I had the pleasure of speaking at BrazilJS 2013. My talk was about performance. While I was using Windows, IE11 and tools on Windows, the perf advice and the way that you need to thing about performance is completely agnostic. Chrome, Safari, Firefox and all of the browsers adhere to the same spec as we do and so are dictated to many things very similarly.
This is the third blog post in the series about BrazilJS. The first was about the the experience in Brazil called Obrigado BrazilJS. The second was A little about BrazilJS. And this one is about the talk itself.
The slide deck can be found on SlideShare.
The talk is my take on a talk that Tobin Titus did at //build this year.
I started off with an introduction of me. Feel free to drop me emails, my email address is in the deck. Next I talked about some of my experiences so far in Porto Alegre which you can find out about more of in posts 1 and 2.
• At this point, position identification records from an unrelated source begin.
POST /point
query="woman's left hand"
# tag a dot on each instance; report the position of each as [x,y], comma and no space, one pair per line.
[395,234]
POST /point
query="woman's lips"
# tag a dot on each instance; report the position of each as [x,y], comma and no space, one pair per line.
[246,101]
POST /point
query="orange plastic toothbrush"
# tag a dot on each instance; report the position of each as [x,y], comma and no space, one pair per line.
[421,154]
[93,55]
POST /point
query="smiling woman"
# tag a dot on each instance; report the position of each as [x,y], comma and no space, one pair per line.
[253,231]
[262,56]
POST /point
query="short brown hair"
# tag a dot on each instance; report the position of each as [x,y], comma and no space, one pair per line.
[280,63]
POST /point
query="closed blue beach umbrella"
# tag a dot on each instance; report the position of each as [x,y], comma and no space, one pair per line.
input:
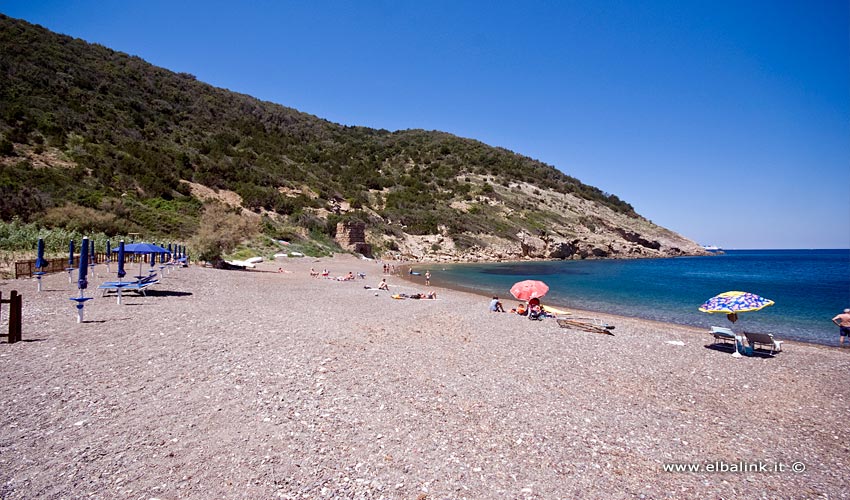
[39,259]
[91,257]
[40,263]
[70,267]
[82,281]
[121,272]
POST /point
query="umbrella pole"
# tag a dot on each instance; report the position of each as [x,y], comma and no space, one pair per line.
[80,305]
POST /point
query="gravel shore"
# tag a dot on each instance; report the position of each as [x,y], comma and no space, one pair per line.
[265,384]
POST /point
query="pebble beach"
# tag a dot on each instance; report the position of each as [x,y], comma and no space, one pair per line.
[266,384]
The talk itself actually started on slide 12.
For this talk, we’re going to start off with a little exercise to test the audience on how much they know about performance. The theory is that if they’ve done web development, they’ve at least had to think about it a little bit.
For full disclosure, this is an example from Tobin’s talk that he borrowed from one of the other guys on the engineering team (I think Israel but I’m not sure) but it illustrates the point very crisply.
I had to fly in for the conference. It’s a long flight…
When I started shipping for this flight, I looked at some of the top web sites for booking flights for price comparisons. This included Priceline, Kayak, Travelocity, Expedia and Orbitz. All of these sites seem to have similar functionality. They each of logos in the upper left hand corner, banner ads, input fields for where I’m going to, where I’m coming from and so on. As such, they should have similar performance characteristics, right? Well, I would have thought so to but the reality is that these sites have fairly different performance. One of them loads very quickly while the the slowest takes several seconds.
Why is that?
Let’s start by breaking down the numbers. We’re not trying to make fun of any of these sites so we’ve anonymized the data but we’ve broken out the data into sites 1-5 in the categories of total download size in number of kilobytes, the number of elements, the number of CSS rules, the number of image files, the number of lines of JavaScript and the different script libraries that each of the sites used.
Starting with the size of the download, you can see that there’s a pretty big difference between these different sites ranging from 1,061k to 3,697k. This is inclusive of the images, script files, CSS, markup and everything else that was downloaded. One of the things that I thought was fascinating is that #3 has the smallest download size but the most images (more on that in a moment).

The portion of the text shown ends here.